La Tribune | 5 juin 2020

Sherbrooke — L’Estrie compte 700 maisons de moins en vente sur le marché qu’à pareille date l’an dernier.
Les acheteurs de maison peuvent faire leur choix parmi 1824 propriétés comparativement à 2531 au 31 mai 2019.

Le président de la chambre immobilière de l’Estrie David Bourgon explique que cette diminution de 28 pour cent de l’inventaire fait en sorte que les maisons ne restent pas longtemps sur le marché.

Il cite en exemple une maison du secteur Rock Forest qui a été mise en vente cette semaine et pour laquelle quatre offres d’achat ont été déposées le même jour.

« Une telle diminution de l’inventaire est énorme. Les maisons partent très vite.
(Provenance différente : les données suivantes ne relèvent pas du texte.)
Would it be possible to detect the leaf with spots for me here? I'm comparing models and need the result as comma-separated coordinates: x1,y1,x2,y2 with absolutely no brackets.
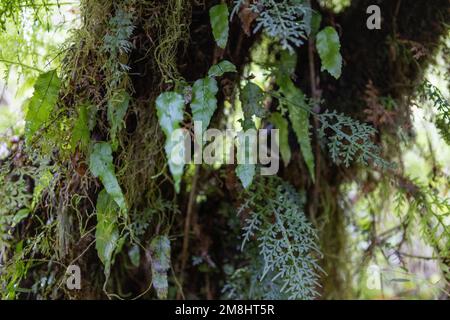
209,3,229,49
316,27,342,79
89,142,127,213
156,92,185,193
Il y a moins de maisons qu’il devrait normalement y en avoir alors les acheteurs sont fébriles », constate David Bourgon.
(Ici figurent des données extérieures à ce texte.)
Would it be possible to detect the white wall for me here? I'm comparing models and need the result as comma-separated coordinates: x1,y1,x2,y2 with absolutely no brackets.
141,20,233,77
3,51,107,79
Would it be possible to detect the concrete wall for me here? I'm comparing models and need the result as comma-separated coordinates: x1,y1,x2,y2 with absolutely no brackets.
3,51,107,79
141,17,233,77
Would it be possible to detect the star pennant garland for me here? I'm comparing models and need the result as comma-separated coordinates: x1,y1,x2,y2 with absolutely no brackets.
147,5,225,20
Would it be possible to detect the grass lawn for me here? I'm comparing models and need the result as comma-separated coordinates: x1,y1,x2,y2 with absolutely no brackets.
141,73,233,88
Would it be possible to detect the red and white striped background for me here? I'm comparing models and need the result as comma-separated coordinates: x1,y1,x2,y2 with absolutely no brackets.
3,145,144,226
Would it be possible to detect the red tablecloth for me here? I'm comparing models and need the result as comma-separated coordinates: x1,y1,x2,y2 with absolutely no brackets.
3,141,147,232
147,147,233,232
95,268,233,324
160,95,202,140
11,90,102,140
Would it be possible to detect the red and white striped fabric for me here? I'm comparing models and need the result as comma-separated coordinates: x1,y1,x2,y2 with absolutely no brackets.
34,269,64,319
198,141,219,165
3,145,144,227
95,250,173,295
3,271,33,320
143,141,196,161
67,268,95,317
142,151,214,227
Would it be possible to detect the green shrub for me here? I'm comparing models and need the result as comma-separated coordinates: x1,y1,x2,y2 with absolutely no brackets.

Les nouvelles inscriptions en mai 2020 ont aussi diminué de 34 pour cent, passant de 460 en mai 2019 à 303 en mai 2020.

À l’échelle de la ville de Sherbrooke, l’inventaire de maisons se situe à 618 comparativement à 895 à pareille date l’an dernier, soit une diminution de l’inventaire de 31 pour cent.

Cette diminution de l’offre des maisons à vendre entraîne une augmentation de 3 pour cent du prix des propriétés.
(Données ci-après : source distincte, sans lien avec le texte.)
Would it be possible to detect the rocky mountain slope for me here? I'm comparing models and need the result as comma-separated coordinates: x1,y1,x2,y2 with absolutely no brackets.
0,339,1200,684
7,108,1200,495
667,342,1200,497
Comme causes principales de cette diminution de l’inventaire, David Bourgon cible la pandémie de la COVID-19 qui a entraîné le report de ventes et la situation d’incertitude qui a bousculé les projets.

« Les gens pensent à tort que ce n’est pas le bon moment de vendre leur maison », signale David Bourgon.

La suspension des ventes durant près de deux en raison du confinement relié à la pandémie de la COVID-19 a entraîné une diminution des ventes depuis le début de 2020.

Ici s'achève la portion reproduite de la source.